L’entreprise Chantiers Chibougamau a dévoilé, jeudi, un nouveau concept de classe modulaire en bois massif pour les écoles aux prises avec un problème urgent de manque d’espace. Les deux premières classes construites par l’entreprise se trouvent dans l’école Riverside, dans le secteur d’Arvida.

Coûtant moins de 250 000 $ chacune, ces classes prennent environ deux mois à construire. Elles représentent une solution temporaire à la surpopulation des écoles, mais peuvent avoir une durée de vie estimée à 25 ans.

Pour le directeur exécutif du développement corporatif de Chantiers Chibougamau, Frédéric Verreault, ces classes sont un moyen de joindre l’utile à l’agréable. « Le coût des classes est un peu plus élevé que ceux d’une roulotte, mais la qualité du produit ne se compare pas », a raconté M. Verreault, insistant sur l’aspect lumineux et chaleureux de ces classes.

Selon M. Verreault, ce type de construction possède aussi plusieurs avantages environnementaux. « Une classe comme celle-ci contient 30 tonnes de carbone séquestré. Dans cette seule classe, il y a l’équivalent des émissions pour une année de huit voitures », a-t-il expliqué.

Frédéric Verreault, directeur exécutif du développement corporatif de Chantiers Chibougamau, affirme que son entreprise est prête à répondre à la demande.

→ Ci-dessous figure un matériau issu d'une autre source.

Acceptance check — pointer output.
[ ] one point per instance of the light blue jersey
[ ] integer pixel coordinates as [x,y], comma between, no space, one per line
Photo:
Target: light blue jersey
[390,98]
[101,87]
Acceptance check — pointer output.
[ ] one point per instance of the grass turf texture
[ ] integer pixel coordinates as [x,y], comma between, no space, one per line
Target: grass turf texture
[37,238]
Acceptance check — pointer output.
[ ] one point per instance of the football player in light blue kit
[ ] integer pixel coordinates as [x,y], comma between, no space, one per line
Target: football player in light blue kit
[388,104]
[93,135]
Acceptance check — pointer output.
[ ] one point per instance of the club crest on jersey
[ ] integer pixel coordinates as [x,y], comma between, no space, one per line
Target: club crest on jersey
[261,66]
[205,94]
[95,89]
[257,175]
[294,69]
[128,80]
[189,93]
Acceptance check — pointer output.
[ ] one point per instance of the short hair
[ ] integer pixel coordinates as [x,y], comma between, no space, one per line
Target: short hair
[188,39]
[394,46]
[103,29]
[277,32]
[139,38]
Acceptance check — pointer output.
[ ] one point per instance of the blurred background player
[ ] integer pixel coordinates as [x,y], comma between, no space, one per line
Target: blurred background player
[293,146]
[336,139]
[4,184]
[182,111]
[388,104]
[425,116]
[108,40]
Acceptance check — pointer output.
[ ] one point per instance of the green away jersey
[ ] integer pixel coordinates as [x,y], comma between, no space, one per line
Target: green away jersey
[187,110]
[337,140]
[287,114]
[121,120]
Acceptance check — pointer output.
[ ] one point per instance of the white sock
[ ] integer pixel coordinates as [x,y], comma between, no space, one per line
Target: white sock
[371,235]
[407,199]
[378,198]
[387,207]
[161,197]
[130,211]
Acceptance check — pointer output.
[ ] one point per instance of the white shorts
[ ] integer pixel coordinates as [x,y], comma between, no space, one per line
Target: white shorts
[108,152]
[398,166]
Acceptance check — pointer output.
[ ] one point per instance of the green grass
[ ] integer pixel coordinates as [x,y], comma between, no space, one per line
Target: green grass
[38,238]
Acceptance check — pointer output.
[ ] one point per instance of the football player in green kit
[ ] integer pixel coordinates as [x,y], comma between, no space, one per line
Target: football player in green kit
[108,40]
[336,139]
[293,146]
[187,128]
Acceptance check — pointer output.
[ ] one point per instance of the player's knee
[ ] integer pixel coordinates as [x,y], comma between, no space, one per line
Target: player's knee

Les deux classes présentées aux médias jeudi servent de prototypes. On y récolte des données pour mesurer leur efficacité énergétique et acoustique.

« On espère avoir des commandes de quelques dizaines d’unités pour l’été 2020. On est prêts à répondre à une telle demande du ministère », indique M. Verreault.

Le ministre des Forêts, de la Faune et des Parcs, Pierre Dufour, a quant à lui rappelé que ces classes répondaient à un besoin de manière inventive.

« Selon moi, c’est un endroit pour bien vivre ses études et développer l’apprentissage chez un enfant », a affirmé M. Dufour, qui espère que d’autres commissions scolaires oseront et utiliseront les classes de Chantiers Chibougamau plutôt que d’utiliser les roulottes pour régler les problèmes d’espace.

La députée de Chicoutimi, Andrée Laforest, voudrait que de nouveaux usages du bois dans la construction se généralisent. Elle croit qu’il est payant de miser sur l’innovation. « Ce projet novateur montre que ça peut être payant de sortir des sentiers battus. [...] Notre gouvernement veut faire en sorte que de plus en plus d’entreprises et d’organisations développent le réflexe d’utiliser le bois, comme ici », a lancé Mme Laforest.

Le gouvernement du Québec a profité de cette occasion pour octroyer 200 000 $ à Chantiers Chibougamau pour financer la construction des classes. Cette somme provient du Programme de vitrine technologique pour les bâtiments et les solutions innovantes en bois.